As we indicated in the companion case, Hudspeth v. Allstate Insurance Company, 2009-0119, under the particular factual circumstances presented herein, and considering the tremendous importance that society places on the education of children, we cannot say that the increase in the traffic burden on surrounding streets occasioned by the operation of the LCPS school constitutes actionable negligence against the school. As we noted, increased traffic congestion in urban areas of the state has become a fact of life, which local and state governments lack the financial resources to adequately address. Nor can we say the Parish in this case was at fault for failing to take steps to address increased traffic congestion during times that the school was either taking in or dismissing students, particularly where the plaintiff admits that he was fully aware of the traffic conditions existing around the school.
Mr. Hudspeth further argues on appeal that summary judgment was improperly granted when discovery was not complete and certain discovery requests had not been satisfactorily answered.
After adequate discovery or after a case is set for trial, a motion that shows that there is no genuine issue as to material fact and that the mover is entitled to judgment as a matter of law shall be granted. LSA-C.C.P. art. 966(C)(1) (emphasis added). If it appears from the affidavits of a party opposing the motion that for reasons stated he cannot present by affidavit facts essential to justify his opposition, the court may refuse the application for judgment or may order a continuance to permit affidavits to be obtained or depositions to be taken or discovery to be had or may make such other order as is just. LSA-C.C.P. art. 967 (C) (emphasis added).

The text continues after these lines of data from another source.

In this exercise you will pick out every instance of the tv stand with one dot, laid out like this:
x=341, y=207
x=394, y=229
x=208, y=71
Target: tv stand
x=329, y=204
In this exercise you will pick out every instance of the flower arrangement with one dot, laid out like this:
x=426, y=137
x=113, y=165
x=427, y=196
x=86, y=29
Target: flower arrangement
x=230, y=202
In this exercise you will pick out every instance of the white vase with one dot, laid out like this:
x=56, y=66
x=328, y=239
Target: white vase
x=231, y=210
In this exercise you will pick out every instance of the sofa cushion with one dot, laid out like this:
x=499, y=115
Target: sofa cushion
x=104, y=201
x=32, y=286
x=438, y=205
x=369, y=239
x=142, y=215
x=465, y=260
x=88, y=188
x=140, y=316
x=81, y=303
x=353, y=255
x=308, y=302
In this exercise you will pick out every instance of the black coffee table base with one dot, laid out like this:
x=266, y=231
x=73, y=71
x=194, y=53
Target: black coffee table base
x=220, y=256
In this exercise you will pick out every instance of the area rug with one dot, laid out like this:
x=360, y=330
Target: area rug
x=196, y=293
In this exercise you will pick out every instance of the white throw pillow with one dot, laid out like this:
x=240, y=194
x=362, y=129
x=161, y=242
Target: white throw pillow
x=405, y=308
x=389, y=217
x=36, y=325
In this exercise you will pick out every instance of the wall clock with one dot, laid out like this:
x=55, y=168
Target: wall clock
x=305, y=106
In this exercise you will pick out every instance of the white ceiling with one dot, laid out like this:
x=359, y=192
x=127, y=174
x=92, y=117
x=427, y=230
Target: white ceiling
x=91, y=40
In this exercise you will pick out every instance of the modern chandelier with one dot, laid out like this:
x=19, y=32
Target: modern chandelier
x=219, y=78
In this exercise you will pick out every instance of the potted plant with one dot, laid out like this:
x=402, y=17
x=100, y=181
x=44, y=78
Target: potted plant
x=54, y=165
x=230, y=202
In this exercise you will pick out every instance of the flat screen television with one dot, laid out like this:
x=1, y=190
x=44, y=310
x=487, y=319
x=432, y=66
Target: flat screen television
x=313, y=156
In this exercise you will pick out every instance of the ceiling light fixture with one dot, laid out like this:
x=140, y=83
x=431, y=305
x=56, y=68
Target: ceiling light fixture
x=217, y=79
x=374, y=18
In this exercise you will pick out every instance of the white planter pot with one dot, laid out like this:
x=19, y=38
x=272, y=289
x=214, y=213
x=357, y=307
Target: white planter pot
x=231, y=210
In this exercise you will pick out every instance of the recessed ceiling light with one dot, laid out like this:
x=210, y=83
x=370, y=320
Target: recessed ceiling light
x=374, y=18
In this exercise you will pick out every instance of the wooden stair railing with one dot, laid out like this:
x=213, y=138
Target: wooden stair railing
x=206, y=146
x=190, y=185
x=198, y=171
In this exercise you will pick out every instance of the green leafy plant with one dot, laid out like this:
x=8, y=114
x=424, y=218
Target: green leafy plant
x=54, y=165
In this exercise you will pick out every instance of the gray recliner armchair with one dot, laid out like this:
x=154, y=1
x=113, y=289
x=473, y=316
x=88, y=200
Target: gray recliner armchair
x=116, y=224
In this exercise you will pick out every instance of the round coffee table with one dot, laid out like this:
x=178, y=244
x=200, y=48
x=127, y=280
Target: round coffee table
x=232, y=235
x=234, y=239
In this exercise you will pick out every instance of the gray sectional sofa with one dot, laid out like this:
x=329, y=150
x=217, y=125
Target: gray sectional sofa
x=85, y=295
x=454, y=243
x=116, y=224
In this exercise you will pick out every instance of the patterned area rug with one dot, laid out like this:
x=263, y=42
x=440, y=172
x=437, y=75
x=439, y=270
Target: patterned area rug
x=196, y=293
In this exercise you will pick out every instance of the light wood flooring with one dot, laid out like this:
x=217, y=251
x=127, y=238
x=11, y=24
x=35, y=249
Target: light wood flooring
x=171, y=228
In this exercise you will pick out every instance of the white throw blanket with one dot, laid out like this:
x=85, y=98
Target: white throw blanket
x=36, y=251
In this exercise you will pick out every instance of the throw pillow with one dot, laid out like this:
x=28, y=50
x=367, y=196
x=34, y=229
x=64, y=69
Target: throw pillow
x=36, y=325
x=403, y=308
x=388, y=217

There is no absolute right to delay action on a motion for summary judgment until discovery is completed. Under LSA-C.C.P. art. 967, a trial court clearly has the discretion to issue a summary judgment after the filing of affidavits, or the judge may order a continuance to permit affidavits to be obtained, depositions to be taken, or discovery to be had. Or the trial court may make such other order as is just, pursuant to LSA-C.C.P. art. 967. Unless plaintiff shows a probable injustice, a suit should not be delayed pending discovery when it appears at an early stage that there is no genuine issue of fact. The only requirement regarding discovery is that the parties be given a fair opportunity to present their claim. The mere claim by an opponent to a motion for summary judgment that he does not have in his possession the facts and information necessary to counter such a motion will not defeat a summary judgment motion. Vanderbrook v. Coachmen Industries, Inc., 2001-0809, p. 8 (La.App. 1 Cir. 5/10/02), 818 So.2d 906, 911 (citing Simoneaux v. E.I. du Pont de Nemours and Company, Inc., 483 So.2d 908, 913 (La. 1986)). See also Ploue v. Intercoastal Financial Group, Inc., 2088-2314, p. 5 (La.App. 1 Cir. 5/8/09) (unpublished), 9 So.3d 356 (table); Bardwell v. Faust, 2006-1472, pp. 12-13 (La.App. 1 Cir. 5/4/07), 962 So.2d 13, 20, writ denied, 2007-1174 (La. 9/21/07), 964 So.2d 334; Judson v. Davis, 2004-1699, pp. 13-14 (La.App. 1 Cir. 6/29/05), 916 So.2d 1106, 1115-16, writ denied, 2005-1998 (La. 2/10/06), 924 So.2d 167.
In the instant case, we have carefully considered the allegations made by the plaintiff against the Parish and the additional discovery desired; we do not find that additional discovery would produce evidence of a nature to overcome the holding of this court. Therefore, we conclude that the plaintiff had adequate discovery available to him, but no material issue of fact remained and the Parish was entitled to summary judgment as a matter of law.
CONCLUSION
For the reasons assigned herein, we affirm the summary judgment granted in favor of the Parish of St. Tammany. All costs of this proceeding are to be borne by the plaintiff/appellant, Michael Hudspeth.